Since Chris Carter sees “The X-Files” television episodes as “little movies for the small screen,” making “The X-Files” feature film seemed to him to be the obvious next step.

“Making the movie is really taking what we do on the series and applying big movie techniques to it,” explains Carter, creator and executive producer of “The X-Files.”

“The X-Files” movie, temporarily known as “Blackwood,” although no subtitle has been decided upon by Fox execs, will differ from the TV show in that its format is longer, the budget is bigger and it boasts more elaborate special effects, more stunts and action and additional shooting locations. What doesn’t change is the taxing schedule for the stars and the creative team and crew.

“The amazing thing is that we still are scrambling to just finish our work,” according to Carter, who has been doing double duty on the TV show and the film. “It’s not like it’s luxurious and everybody takes siestas at lunch. We could have used 20 more days shooting on this picture and then we could have maybe had more what I would consider ‘a movie experience.’ ”

As for the “movie experience,” the “X-Files” feature was shot this summer on a $60 million-plus budget while the cast and crew from the TV show were on hiatus between the fourth and fifth seasons. David Duchovny, Gillian Anderson and the rest of the core cast moved from Vancouver to Los Angeles to shoot the movie over 71 days. Most of the film was shot on soundstages on the Fox lot, but locations were used in and around Los Angeles, including Bakersfield and Canyon Country.

The rush is now on to finish the film in time for next summer, when it set to follow up the 1997-98 season-ending cliffhanger. (In past seasons, the finale has been followed up by a two-parter in the following season.)

Carter and the film’s co-producer Frank Spotnick created the movie’s storyline, and Rob Bowman, who so far has helmed 23 “X-Files” TV episodes, directs.

Bowman said his challenge on the film was to stay true to the elements of storytelling that have made the TV show such a big hit. “I think the die-hard ‘X-Files’ fan has become accustomed to filling in the blanks for us and they enjoy that interactive part of the show. We don’t want them to feel that when we got our opportunity to go big, we abandoned everything that got us here.”

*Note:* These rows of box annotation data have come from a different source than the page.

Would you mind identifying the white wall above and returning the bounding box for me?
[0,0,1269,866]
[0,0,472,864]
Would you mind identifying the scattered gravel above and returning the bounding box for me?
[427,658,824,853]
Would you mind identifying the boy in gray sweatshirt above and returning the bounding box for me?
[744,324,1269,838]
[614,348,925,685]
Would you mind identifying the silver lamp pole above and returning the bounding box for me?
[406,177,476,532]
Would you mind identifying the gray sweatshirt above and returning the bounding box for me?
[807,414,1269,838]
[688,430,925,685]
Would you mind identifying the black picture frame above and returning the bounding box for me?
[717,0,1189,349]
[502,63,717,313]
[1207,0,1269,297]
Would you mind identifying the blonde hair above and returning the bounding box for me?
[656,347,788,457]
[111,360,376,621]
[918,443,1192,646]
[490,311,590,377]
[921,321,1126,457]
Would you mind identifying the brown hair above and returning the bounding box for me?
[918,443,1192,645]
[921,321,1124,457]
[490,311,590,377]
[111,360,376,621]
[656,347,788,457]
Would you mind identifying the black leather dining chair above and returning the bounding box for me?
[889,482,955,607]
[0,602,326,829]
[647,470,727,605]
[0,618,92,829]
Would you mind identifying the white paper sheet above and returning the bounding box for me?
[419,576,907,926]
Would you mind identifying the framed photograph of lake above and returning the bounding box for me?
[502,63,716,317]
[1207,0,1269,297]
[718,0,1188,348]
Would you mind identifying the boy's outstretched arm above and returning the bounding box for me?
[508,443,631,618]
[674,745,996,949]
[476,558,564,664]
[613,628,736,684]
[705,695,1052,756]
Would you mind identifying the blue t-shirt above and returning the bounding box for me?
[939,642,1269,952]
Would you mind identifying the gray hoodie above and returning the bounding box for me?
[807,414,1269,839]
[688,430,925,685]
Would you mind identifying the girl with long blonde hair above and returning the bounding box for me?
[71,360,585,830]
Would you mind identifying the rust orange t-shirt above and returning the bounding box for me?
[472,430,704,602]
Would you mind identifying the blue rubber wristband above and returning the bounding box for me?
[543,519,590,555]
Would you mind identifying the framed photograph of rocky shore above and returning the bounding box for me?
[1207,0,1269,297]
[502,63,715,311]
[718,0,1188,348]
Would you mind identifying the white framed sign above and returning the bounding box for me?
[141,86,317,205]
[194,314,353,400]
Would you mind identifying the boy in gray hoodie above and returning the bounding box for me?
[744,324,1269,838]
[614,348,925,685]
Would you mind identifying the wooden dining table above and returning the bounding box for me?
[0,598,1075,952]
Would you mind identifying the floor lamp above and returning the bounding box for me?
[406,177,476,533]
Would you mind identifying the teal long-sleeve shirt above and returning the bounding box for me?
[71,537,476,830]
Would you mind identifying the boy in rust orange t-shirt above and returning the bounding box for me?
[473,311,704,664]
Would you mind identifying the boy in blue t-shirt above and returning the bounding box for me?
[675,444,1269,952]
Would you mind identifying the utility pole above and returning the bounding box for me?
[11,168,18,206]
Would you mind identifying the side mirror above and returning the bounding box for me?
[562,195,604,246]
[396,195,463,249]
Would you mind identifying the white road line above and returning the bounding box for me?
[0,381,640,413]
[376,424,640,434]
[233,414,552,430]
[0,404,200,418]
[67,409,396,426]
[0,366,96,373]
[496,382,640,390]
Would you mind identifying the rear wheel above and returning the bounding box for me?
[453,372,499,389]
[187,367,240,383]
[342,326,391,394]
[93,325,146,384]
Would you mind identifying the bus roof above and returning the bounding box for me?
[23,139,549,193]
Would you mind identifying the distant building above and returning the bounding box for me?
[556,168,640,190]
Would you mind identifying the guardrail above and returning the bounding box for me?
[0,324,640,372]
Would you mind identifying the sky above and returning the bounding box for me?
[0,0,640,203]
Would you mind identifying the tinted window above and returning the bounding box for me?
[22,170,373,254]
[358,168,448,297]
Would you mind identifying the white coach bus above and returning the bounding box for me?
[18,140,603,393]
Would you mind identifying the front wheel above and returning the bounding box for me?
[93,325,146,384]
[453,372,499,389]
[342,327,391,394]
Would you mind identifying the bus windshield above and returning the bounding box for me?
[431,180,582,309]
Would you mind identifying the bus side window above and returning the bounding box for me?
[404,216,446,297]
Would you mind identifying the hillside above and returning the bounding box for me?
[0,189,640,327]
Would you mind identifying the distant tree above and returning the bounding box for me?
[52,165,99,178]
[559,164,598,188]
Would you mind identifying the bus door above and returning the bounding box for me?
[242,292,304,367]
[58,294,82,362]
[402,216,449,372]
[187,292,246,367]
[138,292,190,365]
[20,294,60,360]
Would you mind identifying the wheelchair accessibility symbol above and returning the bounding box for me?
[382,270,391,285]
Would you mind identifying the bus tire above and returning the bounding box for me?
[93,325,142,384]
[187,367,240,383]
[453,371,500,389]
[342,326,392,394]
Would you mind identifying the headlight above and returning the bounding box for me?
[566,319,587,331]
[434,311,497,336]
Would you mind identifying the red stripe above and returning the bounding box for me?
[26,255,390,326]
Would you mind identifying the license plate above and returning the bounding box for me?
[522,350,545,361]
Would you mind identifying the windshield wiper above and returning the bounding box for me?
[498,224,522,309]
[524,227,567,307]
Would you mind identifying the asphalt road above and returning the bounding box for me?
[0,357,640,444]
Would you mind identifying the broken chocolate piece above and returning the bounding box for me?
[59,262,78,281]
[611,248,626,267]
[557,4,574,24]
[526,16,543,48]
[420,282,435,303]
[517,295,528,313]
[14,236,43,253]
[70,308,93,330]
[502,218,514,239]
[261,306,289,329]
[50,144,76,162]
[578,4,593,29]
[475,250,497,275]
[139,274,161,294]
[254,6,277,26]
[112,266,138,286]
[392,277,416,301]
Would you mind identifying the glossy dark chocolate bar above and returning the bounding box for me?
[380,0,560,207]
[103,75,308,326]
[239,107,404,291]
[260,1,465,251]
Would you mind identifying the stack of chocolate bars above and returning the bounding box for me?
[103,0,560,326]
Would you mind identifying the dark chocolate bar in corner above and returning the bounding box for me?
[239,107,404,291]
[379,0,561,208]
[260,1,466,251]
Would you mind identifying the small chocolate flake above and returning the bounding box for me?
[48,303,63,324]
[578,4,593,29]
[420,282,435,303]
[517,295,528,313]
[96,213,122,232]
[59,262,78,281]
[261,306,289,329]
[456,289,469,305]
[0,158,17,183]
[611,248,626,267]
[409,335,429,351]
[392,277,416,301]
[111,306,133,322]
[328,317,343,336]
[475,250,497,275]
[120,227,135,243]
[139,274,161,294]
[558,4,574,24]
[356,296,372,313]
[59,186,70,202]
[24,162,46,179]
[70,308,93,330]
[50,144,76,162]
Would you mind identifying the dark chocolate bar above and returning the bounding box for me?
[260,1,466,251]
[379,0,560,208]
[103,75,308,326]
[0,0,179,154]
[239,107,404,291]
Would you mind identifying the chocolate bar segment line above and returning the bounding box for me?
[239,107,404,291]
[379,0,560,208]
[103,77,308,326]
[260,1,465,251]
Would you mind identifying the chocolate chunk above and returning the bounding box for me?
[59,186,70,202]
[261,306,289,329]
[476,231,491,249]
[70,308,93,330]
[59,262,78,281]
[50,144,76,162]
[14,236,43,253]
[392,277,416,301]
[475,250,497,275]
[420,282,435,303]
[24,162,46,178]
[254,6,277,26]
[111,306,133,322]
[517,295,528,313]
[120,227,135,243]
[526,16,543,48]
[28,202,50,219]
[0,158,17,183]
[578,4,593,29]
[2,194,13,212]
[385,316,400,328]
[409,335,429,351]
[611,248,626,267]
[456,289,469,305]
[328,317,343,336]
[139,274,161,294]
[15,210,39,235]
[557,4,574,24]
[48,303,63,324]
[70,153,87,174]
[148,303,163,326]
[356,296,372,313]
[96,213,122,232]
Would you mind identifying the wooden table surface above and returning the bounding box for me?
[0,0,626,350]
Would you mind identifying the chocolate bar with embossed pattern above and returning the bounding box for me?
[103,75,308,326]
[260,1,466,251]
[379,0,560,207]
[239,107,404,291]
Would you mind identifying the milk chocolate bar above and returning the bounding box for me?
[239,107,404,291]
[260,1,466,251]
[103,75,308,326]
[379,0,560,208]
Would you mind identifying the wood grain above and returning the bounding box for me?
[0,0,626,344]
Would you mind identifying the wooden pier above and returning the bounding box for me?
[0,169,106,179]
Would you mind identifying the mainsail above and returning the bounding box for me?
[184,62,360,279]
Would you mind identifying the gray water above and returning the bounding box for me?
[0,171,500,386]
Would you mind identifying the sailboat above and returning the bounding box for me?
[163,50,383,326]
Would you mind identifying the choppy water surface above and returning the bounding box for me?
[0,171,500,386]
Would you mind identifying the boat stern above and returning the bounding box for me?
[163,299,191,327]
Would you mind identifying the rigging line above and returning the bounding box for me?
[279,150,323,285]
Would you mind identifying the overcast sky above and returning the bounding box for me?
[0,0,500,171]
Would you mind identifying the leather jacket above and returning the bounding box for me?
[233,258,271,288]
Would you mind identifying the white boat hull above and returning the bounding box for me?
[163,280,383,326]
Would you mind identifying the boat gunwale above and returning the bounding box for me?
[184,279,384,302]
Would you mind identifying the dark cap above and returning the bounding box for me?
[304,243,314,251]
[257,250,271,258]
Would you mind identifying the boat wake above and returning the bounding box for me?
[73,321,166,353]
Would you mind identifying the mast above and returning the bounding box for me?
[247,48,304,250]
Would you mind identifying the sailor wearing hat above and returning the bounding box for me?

Bowman also points out that the project allows him the luxury of having nine months to post and edit the piece, which he says will result in more attention to detail and the techniques of storytelling. “We’re broadening the scope of the project to appeal to the non-fans. Filmgoers will find the same type of grand conspiracy as movies such as ‘All the President’s Men’ and the smart approach to the alien subject as in ‘Close Encounters of the Third Kind.'”

Carter also says that while keeping the spirit of the TV show was important, he designed the film to appeal to both the avid fan and the average moviegoer. “I want to make a movie for everyone, even people who may not have seen the ‘X-Files’ TV show,” Carter said.

“The trap to fall into there would be that I would foresake the hardcore viewing audience, even the casual viewing audience, by having to go over some material that would insult their intelligence or not be true to the series,” Carter says. “I believe I’m successful in cleverly re-establishing their characters, making it interesting, and telling a good ‘X-Files’ story.”

What exactly that “X-Files” story is is supposed to be secret. The creative team was sworn to secrecy, and the film’s producers even circulated phony scripts and printed the real one on dark paper that couldn’t be duplicated on a copy machine. However, the Internet has been buzzing with rumors about the plot.

Fans have reported that, in their bigscreen debut, Mulder and Scully will be investigating the bombing of an office building in Texas, an alien presence in Antarctica and a hush-hush bee experiment. Armin Mueller-Stahl, Blythe Danner, Martin Landau, Glenne Headly, John Neville and Terry O’Quinn are among the pic’s supporting players.

“There is propaganda out there,” Carter points out. “You have to develop a counterintelligence attitude. I don’t want to become like a rabid dog about this, but I do want to preserve the element of surprise. I think anyone who is a fan of ‘The X Files’ understands that.”